Page 54 of The Heir's Defiance

She blinks hard and exhales. "I’m not leaving you. Not now. Not ever."

I shift closer, pulling her into my lap despite the pain lancing up my side. "Then let them try to stop us."

She leans into me, forehead against mine. Her voice is barely a whisper. "They can’t."

We sit there, wrapped in the aftermath, bound by blood, fire, and the choice to love each other against all odds.

30

NORA

They chose a house neither family owns—neutral territory between the Fitzpatricks and the O'Rourkes. The building is old. Its stone walls are weathered, ivy creeping across the façade in slow conquest. The interior is dim and formal, a long room with high ceilings and aged wood paneling. The table at the center is cleared of everything but the documents and the waiting pen. No personal effects, no weapons, no drinks. Just the work of power laid bare, stripped of ceremony or warmth.

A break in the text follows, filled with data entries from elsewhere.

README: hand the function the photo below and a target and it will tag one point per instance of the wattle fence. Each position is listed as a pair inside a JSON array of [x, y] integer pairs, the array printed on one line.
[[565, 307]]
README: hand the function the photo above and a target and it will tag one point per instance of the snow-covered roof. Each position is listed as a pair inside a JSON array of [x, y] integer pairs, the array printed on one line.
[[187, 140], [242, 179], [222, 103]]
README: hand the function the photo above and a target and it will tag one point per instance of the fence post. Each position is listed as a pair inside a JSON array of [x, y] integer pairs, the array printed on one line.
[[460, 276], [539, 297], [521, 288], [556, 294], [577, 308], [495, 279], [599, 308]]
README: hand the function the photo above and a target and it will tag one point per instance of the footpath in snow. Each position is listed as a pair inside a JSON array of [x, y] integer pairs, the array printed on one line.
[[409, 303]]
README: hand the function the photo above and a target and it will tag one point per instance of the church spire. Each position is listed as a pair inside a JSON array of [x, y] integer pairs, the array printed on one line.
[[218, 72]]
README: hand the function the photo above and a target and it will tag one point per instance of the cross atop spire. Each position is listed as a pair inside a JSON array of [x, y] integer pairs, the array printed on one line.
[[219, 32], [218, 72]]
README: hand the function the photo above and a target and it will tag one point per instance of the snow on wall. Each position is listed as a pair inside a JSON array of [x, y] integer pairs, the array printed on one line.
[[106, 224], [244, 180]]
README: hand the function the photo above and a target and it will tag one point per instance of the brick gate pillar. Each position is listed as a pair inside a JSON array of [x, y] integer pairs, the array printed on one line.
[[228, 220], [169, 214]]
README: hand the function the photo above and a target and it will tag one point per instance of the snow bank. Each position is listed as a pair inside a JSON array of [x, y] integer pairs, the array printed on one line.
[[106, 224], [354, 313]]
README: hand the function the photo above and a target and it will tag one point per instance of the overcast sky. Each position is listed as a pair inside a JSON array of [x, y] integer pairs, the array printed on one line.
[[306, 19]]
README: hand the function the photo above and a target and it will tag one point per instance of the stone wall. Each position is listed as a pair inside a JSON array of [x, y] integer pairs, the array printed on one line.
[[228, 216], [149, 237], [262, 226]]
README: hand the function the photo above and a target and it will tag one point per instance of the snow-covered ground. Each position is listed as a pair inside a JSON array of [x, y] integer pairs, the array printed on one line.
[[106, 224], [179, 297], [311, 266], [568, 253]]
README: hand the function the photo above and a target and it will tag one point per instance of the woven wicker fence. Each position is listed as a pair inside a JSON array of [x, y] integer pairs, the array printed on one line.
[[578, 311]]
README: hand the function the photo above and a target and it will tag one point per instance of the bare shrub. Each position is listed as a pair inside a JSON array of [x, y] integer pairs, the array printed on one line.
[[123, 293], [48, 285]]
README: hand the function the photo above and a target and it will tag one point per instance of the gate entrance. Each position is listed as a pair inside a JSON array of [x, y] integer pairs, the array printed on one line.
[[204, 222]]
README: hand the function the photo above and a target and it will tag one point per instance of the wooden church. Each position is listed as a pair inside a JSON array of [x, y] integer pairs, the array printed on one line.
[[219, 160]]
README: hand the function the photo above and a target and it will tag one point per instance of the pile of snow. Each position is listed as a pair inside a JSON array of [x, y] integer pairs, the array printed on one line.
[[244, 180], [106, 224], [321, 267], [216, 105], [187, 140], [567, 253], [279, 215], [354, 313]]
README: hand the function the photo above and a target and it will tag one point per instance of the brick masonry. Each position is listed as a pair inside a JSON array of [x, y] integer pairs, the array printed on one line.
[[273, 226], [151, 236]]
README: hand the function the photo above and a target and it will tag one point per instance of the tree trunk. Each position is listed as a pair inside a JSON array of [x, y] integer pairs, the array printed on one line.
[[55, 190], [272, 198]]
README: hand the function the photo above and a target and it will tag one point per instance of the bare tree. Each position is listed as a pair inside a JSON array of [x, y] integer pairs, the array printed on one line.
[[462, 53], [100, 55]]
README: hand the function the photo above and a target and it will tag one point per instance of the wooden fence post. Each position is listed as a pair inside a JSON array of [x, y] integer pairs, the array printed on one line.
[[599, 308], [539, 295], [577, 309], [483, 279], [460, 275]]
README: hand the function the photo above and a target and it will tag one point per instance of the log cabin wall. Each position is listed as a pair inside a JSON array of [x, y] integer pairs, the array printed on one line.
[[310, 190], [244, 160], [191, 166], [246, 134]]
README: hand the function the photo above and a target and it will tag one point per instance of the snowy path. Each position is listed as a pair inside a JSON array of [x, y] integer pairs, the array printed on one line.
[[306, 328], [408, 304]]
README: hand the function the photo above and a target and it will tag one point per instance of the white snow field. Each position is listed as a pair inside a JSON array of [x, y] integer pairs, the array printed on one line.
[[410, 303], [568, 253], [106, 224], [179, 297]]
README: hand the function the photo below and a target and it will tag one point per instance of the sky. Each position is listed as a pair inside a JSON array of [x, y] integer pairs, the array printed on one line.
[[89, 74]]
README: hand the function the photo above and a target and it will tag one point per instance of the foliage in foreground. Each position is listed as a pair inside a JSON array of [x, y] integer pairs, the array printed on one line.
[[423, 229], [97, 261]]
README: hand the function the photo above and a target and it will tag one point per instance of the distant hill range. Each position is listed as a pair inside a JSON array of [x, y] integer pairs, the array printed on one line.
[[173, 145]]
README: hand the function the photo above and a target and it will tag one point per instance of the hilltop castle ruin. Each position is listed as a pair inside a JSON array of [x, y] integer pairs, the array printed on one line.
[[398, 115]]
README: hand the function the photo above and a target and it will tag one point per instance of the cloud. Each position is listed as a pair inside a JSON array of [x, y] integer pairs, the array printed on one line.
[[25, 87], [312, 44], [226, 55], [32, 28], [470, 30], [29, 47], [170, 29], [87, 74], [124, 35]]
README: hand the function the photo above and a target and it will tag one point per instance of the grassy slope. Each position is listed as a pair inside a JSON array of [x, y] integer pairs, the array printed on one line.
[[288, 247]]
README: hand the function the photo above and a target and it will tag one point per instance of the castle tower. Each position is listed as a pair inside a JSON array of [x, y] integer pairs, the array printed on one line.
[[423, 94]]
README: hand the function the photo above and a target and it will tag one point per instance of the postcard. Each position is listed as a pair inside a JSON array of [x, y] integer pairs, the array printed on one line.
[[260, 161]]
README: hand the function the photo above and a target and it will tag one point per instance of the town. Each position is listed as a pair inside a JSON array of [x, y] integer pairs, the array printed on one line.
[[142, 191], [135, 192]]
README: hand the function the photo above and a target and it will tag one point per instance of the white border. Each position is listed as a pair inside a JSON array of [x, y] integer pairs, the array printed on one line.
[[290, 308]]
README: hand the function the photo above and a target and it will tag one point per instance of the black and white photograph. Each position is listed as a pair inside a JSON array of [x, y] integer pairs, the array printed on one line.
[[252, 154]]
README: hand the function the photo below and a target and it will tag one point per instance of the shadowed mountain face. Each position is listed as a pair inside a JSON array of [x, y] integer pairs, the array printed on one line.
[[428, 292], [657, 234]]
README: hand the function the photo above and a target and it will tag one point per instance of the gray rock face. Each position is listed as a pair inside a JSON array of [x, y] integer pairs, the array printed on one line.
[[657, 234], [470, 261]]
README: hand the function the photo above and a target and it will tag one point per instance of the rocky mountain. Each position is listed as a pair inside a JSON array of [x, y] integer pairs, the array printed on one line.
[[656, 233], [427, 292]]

I walk in beside Connor. He doesn’t limp, but I know his leg still aches. The bruising along his ribs looks better today, yellowing at the edges as an indication it's finally healing after two weeks. He’s stubborn enough to sit tall anyway, to wear his jacket like armor and pretend the bullet wound in his thigh isn’t a throbbing ghost beneath the table. I match his stride and keep my hands loose at my sides. My father walks a pace behind.

He hasn’t spoken to me since the night of the siege. Not on the drive to the estate, not when I brought him coffee this morning,not even when the O’Rourke envoy called to confirm. But he’s here, and he’s not trying to stop this. That’s enough—for now.

Ronan sits across from us. To his left is Killian. Finn is posted near the door. There are no bodyguards, no weapons. Da isn't happy about any of this, but Mum broke him down, urged him to allow me the freedom to forge forward in the world he brought me into, and despite letting her down by not marrying Volkov, I think she sees how much I care for Connor.

I lower into the seat next to him. My father remains standing for a beat longer, then pulls out the chair to my right at the head of the table and sinks into it with a stiffness that betrays the bandages beneath his suit. The fabric stretches tight across his shoulder. The swelling hasn't gone down.

“I lost seven men that night,” he says. His voice isn't flat, but it's also not the nasty tone I know him to use at times. He's a leashed beast for now.

Ronan nods, his elbows resting on the arms of the chair. “I know,” he says. “We lost a few too." His eyes flick to Connor, who squeezes my knee beneath the table. There’s a pause as we all calculate the shared cost of my father's refusal to work together for so long.

Ronan tips his head toward Da, speaking more quietly. “Your shoulder—how’s it holding?”

Da shifts in his seat. “Healing. Slower than I’d like.”

“Could’ve been worse,” Ronan says, not unkindly.

“It almost was,” Da replies. He looks at me, then Connor, then back down to the table.

Ronan picks up the pen and flips through the agreement, scanning each page with quiet intensity. He doesn’t rush. He makes sure every man at the table sees that this isn’t just ink on parchment—it’s a reckoning.

Then he looks up.

“We’ve agreed to terms on patrol lines and transport routes,” he says. “We’re taking our checkpoints off the border roads. Joint teams will monitor any contested sectors. No one runs cargo solo anymore—not unless they want it seized. That clear?”

There are nods around the table and Ronan continues.

“Territory claims remain where they stood before the first shot. No movement without written approval.” He flips to the final page.

Ronan looks to me first, then to Connor, holding each gaze long enough to make the message clear. This decision will not be spoken around or over. Everyone at the table shifts their focus, the low creak of leather chairs the only sound as all movement stills. Even my father remains quiet, his eyes locked on Ronan’s, his hands resting flat on the table, not clenched but not relaxed either.

“Arms withdrawal from mutual border zones,” he begins. “Cooperative trade oversight for the southern districts. Shared intelligence channels during the transitional period. Reallocation of transport lanes, effective immediately.”

Each clause lands with the weight of a gavel. I feel it settle into the room, into the tight coil at the base of my spine. Every line of that contract was born from blood.

“Before the agreement is finalized,” he says, pausing, “there remains one condition."

My father doesn’t turn, but I can feel the heat of him—his scrutiny, his resistance. He says nothing, but it's present in his facial expression. Connor doesn’t look at me. He already knows what I’ll say.

I lift my chin.

Connor clears his throat and sits forward slightly, his fingers still laced with mine beneath the table. He doesn’t raise his voice, but it carries. “We want unity,” he says. “Not just between the crews. Between the families. Permanently. Through marriage.”

The words don’t settle. They land sharp and uninvited. My father’s head turns toward Connor in a slow, deliberate glare. The twitch at the corner of his mouth isn’t confusion—it's an insult. His jaw tightens. “You want what?” he says, his voice a growl barely restrained.